For precise control, use a custom input CSS with Tailwind's own source directives, e.g. to scan only Rust files:
```css
@import "tailwindcss" source(none);
@source "./src/**/*.rs";
```
# Custom input CSS
The generated input is enough for default Tailwind output. Use `input(...)` when you need custom CSS, theme values, plugins supported by the standalone CLI, or Tailwind source directives:
```rust,no_run
# #[allow(clippy::needless_doctest_main)]
fn main() {
topcoat::tailwind::BuildConfig::new()
.input("src/styles/app.css")
.render()
.unwrap();
}
```
Example input:
```css
@import "tailwindcss";
@theme {
--font-sans: Inter, sans-serif;
}
```
# Rebuild behavior
`BuildConfig::render()` prints no Cargo `rerun-if-*` directives.
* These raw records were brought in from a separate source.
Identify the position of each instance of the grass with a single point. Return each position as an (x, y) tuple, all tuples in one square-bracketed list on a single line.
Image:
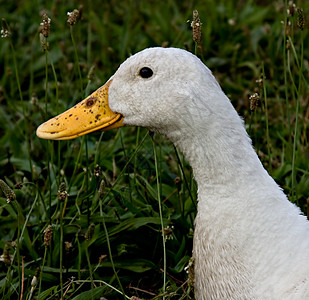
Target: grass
[(125, 228)]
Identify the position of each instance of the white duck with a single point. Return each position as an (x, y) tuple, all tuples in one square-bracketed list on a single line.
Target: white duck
[(250, 242)]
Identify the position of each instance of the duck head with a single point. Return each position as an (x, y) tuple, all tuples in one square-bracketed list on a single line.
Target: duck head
[(156, 88)]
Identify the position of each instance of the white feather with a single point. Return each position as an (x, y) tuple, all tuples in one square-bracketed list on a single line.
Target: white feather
[(250, 242)]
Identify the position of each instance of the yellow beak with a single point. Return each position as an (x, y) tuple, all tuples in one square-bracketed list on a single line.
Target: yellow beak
[(89, 115)]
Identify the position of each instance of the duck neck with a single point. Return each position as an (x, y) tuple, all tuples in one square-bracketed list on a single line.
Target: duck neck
[(220, 154)]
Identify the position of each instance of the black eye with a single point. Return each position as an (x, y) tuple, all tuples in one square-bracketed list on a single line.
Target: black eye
[(145, 72)]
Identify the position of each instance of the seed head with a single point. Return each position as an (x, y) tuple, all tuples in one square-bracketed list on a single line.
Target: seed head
[(62, 192), (18, 186), (7, 191), (6, 257), (168, 232), (101, 190), (5, 30), (48, 234), (254, 101), (291, 8), (300, 19), (68, 247), (45, 25), (73, 16), (196, 27), (97, 171), (90, 231)]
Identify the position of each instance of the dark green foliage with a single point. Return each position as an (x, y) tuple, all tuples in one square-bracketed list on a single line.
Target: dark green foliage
[(122, 251)]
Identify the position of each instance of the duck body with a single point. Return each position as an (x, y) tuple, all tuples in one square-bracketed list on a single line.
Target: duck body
[(250, 242)]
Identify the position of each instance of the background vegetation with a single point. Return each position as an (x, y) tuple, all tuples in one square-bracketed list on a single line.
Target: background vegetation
[(86, 220)]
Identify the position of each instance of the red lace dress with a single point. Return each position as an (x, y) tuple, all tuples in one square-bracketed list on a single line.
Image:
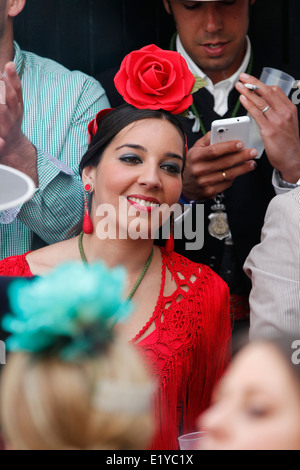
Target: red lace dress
[(189, 347)]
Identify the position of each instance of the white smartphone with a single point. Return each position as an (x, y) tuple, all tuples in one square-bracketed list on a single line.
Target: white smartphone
[(224, 130)]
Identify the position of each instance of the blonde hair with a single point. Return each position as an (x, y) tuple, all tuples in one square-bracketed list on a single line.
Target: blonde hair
[(48, 404)]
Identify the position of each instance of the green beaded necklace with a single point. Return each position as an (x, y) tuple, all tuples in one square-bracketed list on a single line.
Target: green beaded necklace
[(141, 276), (193, 107)]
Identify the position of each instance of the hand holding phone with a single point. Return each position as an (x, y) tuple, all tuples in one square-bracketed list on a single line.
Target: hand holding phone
[(225, 130)]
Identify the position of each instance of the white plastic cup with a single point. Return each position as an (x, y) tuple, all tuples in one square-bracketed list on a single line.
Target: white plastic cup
[(191, 441), (271, 77)]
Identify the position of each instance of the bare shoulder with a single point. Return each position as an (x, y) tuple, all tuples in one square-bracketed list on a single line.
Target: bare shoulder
[(45, 259)]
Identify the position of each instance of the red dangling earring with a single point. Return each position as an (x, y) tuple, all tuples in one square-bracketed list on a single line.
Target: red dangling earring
[(87, 226), (169, 245)]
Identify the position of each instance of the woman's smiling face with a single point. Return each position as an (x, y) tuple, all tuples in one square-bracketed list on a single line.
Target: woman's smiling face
[(139, 174), (256, 405)]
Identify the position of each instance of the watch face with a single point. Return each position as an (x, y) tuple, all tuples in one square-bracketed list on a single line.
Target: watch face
[(15, 187)]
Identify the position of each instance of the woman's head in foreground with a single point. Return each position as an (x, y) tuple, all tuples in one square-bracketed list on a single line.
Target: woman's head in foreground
[(256, 405)]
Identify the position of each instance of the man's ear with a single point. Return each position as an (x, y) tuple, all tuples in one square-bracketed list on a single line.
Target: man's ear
[(15, 7), (167, 6), (88, 175)]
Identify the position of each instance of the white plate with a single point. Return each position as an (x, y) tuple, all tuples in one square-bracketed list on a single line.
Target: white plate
[(15, 187)]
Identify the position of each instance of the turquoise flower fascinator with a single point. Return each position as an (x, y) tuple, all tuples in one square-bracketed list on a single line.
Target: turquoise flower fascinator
[(68, 313)]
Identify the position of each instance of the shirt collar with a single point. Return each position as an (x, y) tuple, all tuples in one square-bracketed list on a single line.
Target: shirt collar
[(229, 82)]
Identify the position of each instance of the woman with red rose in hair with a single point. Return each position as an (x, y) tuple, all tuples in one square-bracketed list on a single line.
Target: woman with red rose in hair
[(132, 171)]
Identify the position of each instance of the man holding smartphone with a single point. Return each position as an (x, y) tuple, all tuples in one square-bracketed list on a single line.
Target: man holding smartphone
[(212, 37)]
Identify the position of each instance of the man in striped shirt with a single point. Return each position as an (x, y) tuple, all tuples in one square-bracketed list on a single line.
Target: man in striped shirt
[(43, 132)]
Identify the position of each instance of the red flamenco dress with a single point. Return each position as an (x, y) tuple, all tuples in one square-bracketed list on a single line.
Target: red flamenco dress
[(187, 348)]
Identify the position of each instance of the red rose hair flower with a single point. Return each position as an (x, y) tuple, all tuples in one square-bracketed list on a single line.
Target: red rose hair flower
[(154, 78)]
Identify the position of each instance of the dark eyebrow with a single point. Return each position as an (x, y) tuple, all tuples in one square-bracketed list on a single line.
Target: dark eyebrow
[(143, 149)]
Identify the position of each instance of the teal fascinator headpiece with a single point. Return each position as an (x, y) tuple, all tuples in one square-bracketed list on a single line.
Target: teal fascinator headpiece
[(69, 312)]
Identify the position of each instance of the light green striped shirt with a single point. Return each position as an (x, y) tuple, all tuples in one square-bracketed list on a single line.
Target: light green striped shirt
[(58, 105)]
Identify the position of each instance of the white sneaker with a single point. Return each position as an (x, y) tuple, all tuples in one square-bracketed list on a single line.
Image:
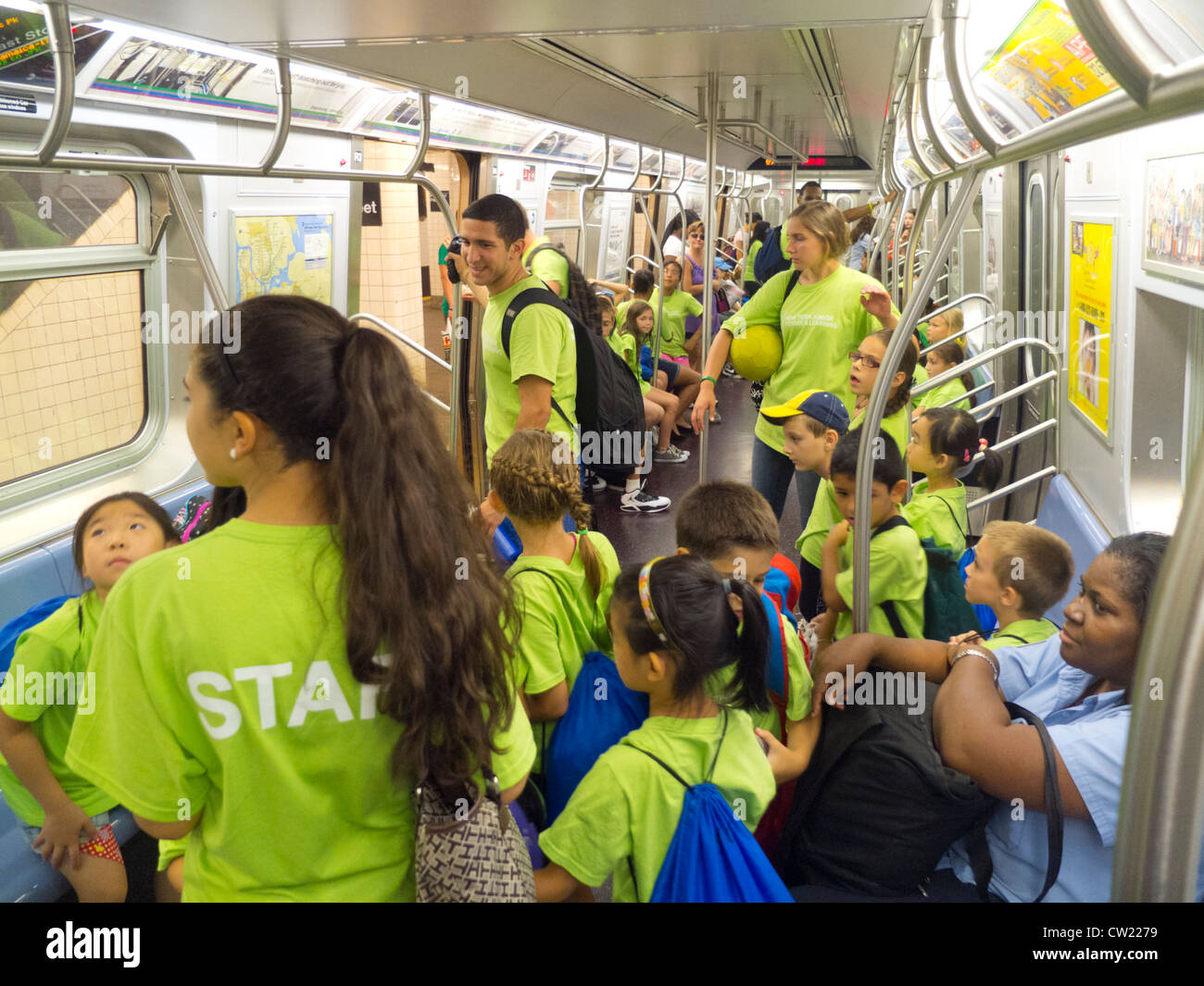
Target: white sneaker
[(638, 502), (670, 454)]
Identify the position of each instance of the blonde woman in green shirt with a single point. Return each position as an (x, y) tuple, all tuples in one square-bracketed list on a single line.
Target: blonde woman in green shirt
[(280, 685), (826, 315)]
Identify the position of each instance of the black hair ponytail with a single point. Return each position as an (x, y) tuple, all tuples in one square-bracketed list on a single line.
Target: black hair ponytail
[(702, 633), (955, 432)]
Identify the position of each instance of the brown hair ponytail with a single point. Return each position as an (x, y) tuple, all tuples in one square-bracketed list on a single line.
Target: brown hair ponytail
[(417, 583), (536, 477)]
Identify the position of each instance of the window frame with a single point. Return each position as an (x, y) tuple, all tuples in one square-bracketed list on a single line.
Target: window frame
[(79, 261)]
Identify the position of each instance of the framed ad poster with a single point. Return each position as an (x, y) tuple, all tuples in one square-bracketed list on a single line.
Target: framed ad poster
[(283, 255), (1173, 231), (1088, 360)]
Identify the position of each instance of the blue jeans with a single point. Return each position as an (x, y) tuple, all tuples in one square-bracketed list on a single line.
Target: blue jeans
[(771, 473)]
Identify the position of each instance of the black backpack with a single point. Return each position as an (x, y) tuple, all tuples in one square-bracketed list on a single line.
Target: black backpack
[(769, 259), (581, 296), (877, 808), (609, 405), (946, 610)]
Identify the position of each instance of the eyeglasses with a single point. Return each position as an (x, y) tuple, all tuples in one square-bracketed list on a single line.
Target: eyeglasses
[(870, 363)]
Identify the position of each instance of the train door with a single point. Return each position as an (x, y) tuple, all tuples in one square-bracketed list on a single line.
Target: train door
[(1040, 207)]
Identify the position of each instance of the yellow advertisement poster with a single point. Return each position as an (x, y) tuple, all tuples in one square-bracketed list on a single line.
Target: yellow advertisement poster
[(1088, 351), (1047, 64)]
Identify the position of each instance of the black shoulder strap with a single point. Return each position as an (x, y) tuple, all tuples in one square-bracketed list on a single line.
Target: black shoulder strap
[(1055, 815), (887, 607), (528, 297)]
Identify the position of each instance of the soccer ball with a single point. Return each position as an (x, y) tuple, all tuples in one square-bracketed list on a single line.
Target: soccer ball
[(758, 356)]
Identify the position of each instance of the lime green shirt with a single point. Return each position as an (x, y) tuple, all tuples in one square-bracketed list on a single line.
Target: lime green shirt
[(825, 516), (946, 393), (47, 686), (677, 306), (548, 265), (820, 325), (560, 626), (1022, 632), (224, 688), (625, 345), (798, 704), (939, 516), (898, 571), (897, 425), (542, 344), (629, 805)]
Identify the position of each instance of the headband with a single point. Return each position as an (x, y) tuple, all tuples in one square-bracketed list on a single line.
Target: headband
[(646, 601)]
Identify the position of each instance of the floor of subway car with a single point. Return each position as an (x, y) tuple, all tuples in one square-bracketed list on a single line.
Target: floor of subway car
[(637, 537)]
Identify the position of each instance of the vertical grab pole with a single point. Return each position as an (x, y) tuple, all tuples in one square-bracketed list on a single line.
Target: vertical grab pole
[(709, 247), (878, 397)]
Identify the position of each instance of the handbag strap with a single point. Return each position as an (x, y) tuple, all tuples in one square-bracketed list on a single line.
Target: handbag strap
[(1055, 815)]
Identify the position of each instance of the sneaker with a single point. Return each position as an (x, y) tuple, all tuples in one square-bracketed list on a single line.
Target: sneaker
[(638, 502), (670, 454)]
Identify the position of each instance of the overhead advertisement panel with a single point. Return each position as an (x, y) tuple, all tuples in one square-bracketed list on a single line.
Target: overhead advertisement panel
[(157, 73), (1047, 65)]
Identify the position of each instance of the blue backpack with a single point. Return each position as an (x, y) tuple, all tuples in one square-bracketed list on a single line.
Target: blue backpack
[(601, 712), (713, 857), (769, 259), (12, 630)]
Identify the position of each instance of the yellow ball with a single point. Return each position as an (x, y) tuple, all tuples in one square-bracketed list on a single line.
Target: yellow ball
[(758, 356)]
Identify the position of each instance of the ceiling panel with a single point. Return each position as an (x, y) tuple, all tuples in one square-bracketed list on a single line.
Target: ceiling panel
[(573, 85)]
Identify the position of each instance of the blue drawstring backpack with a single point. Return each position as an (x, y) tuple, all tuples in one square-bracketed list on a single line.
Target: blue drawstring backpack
[(12, 630), (987, 620), (713, 857), (601, 712)]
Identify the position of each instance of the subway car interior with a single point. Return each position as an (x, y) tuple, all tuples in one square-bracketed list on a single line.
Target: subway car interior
[(1035, 168)]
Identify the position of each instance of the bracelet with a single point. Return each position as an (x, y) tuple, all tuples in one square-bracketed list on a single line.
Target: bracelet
[(976, 653)]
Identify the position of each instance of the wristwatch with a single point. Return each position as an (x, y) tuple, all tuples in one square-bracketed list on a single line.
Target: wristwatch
[(979, 653)]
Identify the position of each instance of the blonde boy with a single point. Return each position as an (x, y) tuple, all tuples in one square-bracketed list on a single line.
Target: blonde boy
[(1020, 572)]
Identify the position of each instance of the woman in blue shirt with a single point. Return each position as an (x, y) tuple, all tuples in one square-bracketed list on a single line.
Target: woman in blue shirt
[(1079, 682)]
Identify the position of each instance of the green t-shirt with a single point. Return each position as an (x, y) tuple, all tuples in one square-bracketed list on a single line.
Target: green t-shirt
[(224, 688), (798, 704), (625, 345), (542, 344), (553, 637), (1022, 632), (939, 516), (820, 325), (548, 265), (627, 805), (677, 306), (47, 686), (898, 571), (897, 425), (946, 393), (444, 263), (825, 516)]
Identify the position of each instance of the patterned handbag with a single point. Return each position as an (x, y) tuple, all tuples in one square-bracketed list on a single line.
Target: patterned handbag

Cargo therefore applies its default: the build script reruns whenever any non-ignored file in the package changes. That default respects `.gitignore`, always excludes `target/`, and notices created and deleted files, so class changes anywhere in the package, including in new files, regenerate the Tailwind output.
Printing any `rerun-if-*` directive from your build script replaces that default with exactly the paths and variables you list. Keep that in mind when combining the Tailwind build with your own directives; in particular, a directory directive is scanned recursively without respecting `.gitignore`, so never print one for a directory containing `target/`. Two situations require directives of your own:
- `executable_env(name)`: print `cargo:rerun-if-env-changed=<name>` if changing the variable should rerun the build script.
- A `cwd` or `input` outside the package: Cargo's default only tracks package files, so print `cargo:rerun-if-changed` for the external paths.